Характерные для современного университета процессы борьбы и стилизации можно рассматривать как разнонаправленные процессы. Но в совокупности они обнаруживают два важных момента. Во-первых, в обоих процессах проявляется новая роль культуры в обществе. Культура принимает на себя роль структурирующего агента в социальной стратификации. Во-вторых, университет не обладает ныне целостным, однозначно интерпретируемым образом, обладающим равнозначной ценностью в глазах членов общества. Из Alma mater он превращается в одну из транзитных общностей. Университет сегодня более похож на библиотеку, в которой читатель выбирает книги на свой вкус, нежели на башню из слоновой кости, где пестуется круг избранных. Не означает ли это, что университет перестает быть социальным институтом? Как отмечал Ю. Хабермас, "институция сохраняет свою способность функционировать до тех пор, пока она воплощает в жизнь присущую ей идею ... В этом смысле университет должен институционально воплощать и мотивационно обеспечивать каноническую жизненную форму, взаимно разделяемую его (общества) членами"[12]. Опыт осмысления идеи университета ясно показывает, что университет является противовесом тем тенденциям в обществе, которые угрожают его стабильности, с одной стороны, и возможности развития, с другой. Применительно к современным условиям это означает, что университет должен удовлетворить потребность общества в формировании нового типа профессионала: профессионала-энциклопедиста, способного в силу сформированных ценностей и приобретенных навыков деятельности противостоять энтропийным процессам в обществе.

Список литературы

Веблен Т. Теория праздного класса. М., 1984.

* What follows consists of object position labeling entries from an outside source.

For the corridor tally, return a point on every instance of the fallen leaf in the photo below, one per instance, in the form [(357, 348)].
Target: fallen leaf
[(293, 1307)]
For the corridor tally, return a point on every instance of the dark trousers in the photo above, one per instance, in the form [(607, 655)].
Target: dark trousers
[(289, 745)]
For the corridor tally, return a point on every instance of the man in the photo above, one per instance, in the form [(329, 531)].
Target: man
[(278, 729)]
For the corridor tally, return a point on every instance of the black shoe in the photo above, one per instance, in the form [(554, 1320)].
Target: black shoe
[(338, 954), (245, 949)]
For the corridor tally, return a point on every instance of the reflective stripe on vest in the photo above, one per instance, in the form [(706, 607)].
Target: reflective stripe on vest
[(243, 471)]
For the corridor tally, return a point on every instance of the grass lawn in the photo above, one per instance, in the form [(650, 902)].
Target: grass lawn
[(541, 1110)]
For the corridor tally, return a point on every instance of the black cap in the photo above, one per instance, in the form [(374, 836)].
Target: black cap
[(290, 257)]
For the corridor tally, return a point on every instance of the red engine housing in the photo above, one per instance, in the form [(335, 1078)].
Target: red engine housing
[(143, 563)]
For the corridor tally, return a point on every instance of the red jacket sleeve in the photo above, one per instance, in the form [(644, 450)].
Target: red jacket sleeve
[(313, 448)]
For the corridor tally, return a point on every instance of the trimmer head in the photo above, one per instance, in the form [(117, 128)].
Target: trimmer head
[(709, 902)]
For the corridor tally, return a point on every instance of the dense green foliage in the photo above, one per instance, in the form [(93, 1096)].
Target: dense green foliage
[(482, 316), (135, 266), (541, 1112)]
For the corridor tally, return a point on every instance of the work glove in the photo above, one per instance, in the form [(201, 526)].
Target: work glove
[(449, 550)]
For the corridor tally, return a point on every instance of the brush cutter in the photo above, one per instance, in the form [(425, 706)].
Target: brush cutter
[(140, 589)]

Вебер M. Избранные произведения. М., 1990.

Гегель Г.В.Ф. Работы разных лет. М., 1971. Т.2.

Бурдье П. Начала. М., 1990.

Дюркгейм Э. О разделении общественного труда. Метод социологии. М., 1990.

Ионин Л.Г. Культура и социальная структура// Соц. исследования. 1996. N 3.

Ляхович И.В., Захаров Е.С. Миссия университета в европейской культуре. М.,1994.

Манхейм К. Диагноз нашего времени М., 1994.

Мишед Люсьен. Идея университета //Вестник высш. школы. 1991. N 9.

Ортега-и-Гассет. Восстание масс// Вопросы философии. N 4. С.121.

Ортега-и-Гассет. Восстание масс// Вопросы философии N 3. С.141.

Хабермас Ю. Идея университета// Вестник высш. школы. 1994. N 4.